At this point, he became communicating with his family more, notably his brother and stepmother. Jacques also kept a spiritual journal and accepted his punishment serenely.
His last entry in the journal was, “In five hours, I will see Jesus”.
Following his death, his wife and daughter honored his memory as an example of redemption. He was first excoriated by the public. Since the 1970s, his writings serve as inspiration to many. They have also been quoted in Catholic publications.
The Prison Letters
Jacques Fesch was a murderer who spent three years and eight months in solitary confinement. It was there he found religion and God, and wrote about it in his journal.

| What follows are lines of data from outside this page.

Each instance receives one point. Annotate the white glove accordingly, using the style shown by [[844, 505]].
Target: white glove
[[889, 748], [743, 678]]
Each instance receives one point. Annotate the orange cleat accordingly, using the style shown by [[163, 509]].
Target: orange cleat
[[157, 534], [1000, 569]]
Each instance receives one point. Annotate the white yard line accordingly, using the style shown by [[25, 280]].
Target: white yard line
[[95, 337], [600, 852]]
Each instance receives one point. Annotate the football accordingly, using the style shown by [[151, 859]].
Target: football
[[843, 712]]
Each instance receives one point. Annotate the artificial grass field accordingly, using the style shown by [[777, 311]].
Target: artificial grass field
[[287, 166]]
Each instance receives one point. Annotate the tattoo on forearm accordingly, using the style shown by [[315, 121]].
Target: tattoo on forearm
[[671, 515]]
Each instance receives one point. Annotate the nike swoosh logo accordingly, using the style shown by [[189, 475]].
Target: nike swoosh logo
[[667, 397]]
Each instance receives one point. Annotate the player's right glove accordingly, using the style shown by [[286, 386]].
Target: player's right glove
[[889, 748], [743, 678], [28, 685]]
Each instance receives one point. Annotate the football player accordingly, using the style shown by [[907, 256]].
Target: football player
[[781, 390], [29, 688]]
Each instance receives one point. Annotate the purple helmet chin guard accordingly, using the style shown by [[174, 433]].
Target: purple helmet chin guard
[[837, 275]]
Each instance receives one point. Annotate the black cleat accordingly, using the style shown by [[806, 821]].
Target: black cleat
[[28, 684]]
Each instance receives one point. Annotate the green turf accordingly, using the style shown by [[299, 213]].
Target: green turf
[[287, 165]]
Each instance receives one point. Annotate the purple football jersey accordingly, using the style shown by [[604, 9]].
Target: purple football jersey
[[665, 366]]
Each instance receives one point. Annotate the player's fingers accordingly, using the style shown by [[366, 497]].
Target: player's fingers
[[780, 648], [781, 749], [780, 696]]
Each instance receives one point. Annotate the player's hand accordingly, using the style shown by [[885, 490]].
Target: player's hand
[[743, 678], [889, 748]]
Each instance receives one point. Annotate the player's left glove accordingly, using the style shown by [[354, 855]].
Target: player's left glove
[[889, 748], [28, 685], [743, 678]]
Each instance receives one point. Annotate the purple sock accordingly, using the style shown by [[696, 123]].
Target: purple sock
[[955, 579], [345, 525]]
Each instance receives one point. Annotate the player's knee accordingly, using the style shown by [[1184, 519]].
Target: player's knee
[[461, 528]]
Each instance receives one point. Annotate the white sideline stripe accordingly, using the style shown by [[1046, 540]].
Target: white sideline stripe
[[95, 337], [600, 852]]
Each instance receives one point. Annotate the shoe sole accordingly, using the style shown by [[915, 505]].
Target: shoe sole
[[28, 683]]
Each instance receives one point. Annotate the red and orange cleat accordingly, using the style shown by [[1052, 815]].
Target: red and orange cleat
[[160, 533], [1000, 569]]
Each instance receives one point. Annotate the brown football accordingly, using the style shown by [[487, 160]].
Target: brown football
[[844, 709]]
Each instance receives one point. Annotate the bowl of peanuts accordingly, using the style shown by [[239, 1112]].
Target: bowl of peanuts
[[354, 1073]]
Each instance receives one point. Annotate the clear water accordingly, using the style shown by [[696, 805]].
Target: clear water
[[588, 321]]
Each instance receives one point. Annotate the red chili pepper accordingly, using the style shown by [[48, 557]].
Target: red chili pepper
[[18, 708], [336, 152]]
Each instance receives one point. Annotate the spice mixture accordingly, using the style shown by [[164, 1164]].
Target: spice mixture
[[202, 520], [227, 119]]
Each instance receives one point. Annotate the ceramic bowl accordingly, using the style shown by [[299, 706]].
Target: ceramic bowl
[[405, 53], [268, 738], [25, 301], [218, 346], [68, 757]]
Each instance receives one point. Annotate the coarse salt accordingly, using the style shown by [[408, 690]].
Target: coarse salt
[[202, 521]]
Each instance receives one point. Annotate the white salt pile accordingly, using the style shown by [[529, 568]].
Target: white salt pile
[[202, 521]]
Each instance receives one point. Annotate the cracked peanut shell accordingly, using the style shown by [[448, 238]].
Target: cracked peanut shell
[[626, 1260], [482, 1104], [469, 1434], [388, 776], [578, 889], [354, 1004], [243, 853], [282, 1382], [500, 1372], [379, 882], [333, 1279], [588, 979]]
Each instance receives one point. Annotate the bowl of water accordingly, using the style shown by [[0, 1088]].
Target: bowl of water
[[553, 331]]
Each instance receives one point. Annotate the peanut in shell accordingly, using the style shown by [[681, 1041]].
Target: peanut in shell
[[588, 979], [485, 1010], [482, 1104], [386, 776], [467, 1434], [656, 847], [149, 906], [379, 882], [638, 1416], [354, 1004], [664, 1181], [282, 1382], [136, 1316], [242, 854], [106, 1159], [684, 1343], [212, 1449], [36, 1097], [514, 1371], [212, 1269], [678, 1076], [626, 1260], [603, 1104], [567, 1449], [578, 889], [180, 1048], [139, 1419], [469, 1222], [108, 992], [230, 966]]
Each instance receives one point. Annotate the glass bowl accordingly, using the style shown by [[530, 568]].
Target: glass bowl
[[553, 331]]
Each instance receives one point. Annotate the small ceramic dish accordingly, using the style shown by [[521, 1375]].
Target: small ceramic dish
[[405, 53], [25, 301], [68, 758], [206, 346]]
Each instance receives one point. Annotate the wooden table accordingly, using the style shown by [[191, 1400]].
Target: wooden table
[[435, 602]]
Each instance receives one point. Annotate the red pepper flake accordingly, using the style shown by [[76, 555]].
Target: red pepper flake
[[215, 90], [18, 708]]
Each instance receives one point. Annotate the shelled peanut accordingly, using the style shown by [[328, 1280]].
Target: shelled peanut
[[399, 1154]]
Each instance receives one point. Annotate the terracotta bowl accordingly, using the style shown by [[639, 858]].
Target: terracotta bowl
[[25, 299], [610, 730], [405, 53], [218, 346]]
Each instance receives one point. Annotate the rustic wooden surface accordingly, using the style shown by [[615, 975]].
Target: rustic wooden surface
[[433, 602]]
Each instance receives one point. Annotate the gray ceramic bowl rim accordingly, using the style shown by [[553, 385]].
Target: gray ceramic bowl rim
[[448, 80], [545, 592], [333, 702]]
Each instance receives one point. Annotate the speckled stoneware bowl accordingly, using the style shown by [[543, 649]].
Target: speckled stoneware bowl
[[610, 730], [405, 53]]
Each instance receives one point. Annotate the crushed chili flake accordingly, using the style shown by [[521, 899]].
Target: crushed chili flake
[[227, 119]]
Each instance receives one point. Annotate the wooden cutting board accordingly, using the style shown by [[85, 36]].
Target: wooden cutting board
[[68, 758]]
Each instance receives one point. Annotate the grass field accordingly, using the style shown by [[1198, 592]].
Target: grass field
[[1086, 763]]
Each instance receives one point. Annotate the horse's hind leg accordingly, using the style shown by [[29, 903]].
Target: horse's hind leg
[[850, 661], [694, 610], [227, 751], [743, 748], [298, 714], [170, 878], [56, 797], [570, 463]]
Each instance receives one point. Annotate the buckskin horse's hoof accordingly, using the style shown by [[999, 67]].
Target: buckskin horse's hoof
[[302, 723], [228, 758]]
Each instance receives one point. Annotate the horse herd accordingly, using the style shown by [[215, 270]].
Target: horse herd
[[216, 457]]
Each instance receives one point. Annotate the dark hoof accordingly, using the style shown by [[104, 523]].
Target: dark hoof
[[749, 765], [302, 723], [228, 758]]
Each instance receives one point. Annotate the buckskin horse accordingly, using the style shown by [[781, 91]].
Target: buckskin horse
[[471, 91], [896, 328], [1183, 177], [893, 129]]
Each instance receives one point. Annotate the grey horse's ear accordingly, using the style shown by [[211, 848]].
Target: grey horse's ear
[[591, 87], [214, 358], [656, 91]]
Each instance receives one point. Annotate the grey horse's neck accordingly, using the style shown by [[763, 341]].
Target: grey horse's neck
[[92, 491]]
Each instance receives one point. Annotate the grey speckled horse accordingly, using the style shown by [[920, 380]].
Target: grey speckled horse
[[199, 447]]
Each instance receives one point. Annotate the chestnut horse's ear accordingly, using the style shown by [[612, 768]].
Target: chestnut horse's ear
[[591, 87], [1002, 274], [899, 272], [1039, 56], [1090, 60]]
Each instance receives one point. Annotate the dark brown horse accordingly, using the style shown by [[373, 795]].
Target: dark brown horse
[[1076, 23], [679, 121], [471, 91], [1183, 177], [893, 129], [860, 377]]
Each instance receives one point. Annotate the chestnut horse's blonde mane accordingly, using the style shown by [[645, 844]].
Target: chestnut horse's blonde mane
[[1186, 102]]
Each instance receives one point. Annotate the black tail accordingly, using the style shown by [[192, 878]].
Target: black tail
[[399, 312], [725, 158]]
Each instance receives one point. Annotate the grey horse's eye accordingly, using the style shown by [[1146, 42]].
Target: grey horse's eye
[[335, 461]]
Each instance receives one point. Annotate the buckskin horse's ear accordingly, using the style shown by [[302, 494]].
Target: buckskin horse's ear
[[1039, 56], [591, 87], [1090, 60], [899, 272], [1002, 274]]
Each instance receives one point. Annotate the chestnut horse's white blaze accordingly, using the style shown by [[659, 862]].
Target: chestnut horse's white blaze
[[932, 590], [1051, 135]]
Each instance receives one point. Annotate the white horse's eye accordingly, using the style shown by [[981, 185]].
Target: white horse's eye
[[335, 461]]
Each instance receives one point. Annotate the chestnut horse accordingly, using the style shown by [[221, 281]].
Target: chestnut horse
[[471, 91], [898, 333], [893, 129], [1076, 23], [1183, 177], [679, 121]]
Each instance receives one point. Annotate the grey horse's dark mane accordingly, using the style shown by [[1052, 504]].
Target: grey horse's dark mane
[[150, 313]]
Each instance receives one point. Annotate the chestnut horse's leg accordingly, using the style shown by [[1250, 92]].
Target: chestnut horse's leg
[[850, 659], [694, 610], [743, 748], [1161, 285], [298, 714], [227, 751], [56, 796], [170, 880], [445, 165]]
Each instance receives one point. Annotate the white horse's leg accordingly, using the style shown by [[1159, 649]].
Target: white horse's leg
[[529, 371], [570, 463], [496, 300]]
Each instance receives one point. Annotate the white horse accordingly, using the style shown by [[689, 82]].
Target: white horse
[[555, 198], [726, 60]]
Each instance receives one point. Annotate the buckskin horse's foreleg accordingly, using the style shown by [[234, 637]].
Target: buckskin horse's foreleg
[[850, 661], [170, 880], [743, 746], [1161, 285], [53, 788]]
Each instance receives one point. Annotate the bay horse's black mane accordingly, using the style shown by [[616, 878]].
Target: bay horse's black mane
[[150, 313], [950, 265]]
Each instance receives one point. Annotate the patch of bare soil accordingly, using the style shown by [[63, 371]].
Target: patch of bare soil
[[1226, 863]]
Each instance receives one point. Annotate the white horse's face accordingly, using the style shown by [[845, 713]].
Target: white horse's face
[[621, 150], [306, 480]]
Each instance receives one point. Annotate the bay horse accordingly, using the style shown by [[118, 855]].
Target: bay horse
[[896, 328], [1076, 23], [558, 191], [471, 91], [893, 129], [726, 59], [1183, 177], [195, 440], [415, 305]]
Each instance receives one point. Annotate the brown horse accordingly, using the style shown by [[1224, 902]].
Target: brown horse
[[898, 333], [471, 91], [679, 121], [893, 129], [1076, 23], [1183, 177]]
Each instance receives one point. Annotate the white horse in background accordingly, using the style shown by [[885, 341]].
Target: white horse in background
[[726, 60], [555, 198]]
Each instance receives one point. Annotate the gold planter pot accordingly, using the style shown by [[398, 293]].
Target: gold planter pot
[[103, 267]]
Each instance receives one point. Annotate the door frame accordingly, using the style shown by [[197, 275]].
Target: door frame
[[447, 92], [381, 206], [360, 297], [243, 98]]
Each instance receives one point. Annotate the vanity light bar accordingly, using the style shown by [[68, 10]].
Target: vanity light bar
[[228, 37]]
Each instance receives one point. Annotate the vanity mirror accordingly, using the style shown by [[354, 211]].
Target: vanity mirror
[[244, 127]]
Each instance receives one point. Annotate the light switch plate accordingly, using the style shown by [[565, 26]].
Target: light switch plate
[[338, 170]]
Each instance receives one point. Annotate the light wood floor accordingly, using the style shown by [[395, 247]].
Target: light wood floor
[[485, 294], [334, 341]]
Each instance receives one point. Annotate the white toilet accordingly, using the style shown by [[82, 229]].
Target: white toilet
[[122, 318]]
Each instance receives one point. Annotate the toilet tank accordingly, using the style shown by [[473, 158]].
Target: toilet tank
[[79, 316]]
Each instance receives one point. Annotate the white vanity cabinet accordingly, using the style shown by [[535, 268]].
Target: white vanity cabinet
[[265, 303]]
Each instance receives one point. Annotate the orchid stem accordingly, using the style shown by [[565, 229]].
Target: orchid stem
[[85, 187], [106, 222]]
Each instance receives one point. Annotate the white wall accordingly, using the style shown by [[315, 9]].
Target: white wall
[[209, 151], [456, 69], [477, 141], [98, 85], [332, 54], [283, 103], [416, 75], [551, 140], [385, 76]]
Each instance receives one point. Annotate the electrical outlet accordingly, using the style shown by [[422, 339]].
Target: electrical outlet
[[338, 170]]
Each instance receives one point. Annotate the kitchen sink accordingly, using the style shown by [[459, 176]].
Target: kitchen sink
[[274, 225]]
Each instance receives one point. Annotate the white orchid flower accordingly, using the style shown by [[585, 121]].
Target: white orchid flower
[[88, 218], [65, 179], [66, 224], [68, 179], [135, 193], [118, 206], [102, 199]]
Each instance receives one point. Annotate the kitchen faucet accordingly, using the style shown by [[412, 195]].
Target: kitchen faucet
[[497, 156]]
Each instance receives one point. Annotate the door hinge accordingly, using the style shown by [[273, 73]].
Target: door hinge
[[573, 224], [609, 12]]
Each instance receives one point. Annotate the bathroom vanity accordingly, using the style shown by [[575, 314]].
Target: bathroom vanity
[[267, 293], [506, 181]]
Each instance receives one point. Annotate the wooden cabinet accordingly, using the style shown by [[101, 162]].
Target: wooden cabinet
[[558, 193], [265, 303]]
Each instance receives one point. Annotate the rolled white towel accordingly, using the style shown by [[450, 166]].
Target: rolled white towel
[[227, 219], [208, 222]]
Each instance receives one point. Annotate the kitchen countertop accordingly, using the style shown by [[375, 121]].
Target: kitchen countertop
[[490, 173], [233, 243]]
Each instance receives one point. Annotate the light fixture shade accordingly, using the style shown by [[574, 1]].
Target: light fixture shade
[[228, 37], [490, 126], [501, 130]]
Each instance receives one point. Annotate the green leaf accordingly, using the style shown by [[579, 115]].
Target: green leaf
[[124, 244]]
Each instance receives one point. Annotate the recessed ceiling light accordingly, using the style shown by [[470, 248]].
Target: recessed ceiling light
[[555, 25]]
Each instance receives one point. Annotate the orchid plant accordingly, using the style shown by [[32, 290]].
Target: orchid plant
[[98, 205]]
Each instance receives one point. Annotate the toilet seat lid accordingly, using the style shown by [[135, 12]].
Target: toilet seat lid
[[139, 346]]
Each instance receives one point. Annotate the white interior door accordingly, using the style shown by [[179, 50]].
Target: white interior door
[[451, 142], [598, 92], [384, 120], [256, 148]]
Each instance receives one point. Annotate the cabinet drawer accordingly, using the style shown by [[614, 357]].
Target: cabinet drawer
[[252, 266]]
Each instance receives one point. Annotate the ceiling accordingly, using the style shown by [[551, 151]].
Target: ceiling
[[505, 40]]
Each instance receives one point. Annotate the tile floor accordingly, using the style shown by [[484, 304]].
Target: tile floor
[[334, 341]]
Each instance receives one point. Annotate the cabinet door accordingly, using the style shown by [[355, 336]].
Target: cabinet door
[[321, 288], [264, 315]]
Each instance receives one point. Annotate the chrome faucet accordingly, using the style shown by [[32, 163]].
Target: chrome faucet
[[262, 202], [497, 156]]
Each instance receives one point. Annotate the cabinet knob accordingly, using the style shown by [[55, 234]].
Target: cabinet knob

The collected prison letters were published in a book called Light Upon the Scaffold: The Prison Letters of Jacques Fesch.
Some of those letters were quite inspirational. For example, he wrote about the distinction between morality and the law, “I did evil and I know it, but I also know how and why I acted as I did. I am perfectly aware that I was not free. My real guilt is not in this area, and it is not the actions for which I am now in prison that are the most serious ones. The people before whom I feel guilty are not the civil authorities, but others; and if the day ever comes when true judgment is passed upon it, it is these others who will weigh in the balance against me: Pierrette and Veronica [Fesch’s daughter]. It is for them that I must give an account”.
In prison, he developed into a mystic and learned the true meaning of prayer. He wrote, “Do not ask God to save such and such a person, or to help this one or that, but ask him that you may love him, and that his will may be done. You must talk with him familiarly, and explain to him that you want to love him well, but that you can’t do it, that many things seem obscure and illogical to you, and that you would like to understand them a little better … and do not hesitate, all day long, to invoke heaven.”
Just two months before his execution, he wrote a letter to his mother in law. In it, he wrote, “Here is where the cross and its mystery of suffering make their appearance. The whole of life has this piece of wood as its center. …We can have no genuine hope of peace and salvation apart from Christ crucified! Happy the man who understands this”.
His story is an inspirational one. Fesch reminds people that every state-sanctioned murder is a human being with hopes, fears, longings and, however deeply buried, the fundamental idea of God. His story is a proof that every soul is redeemable.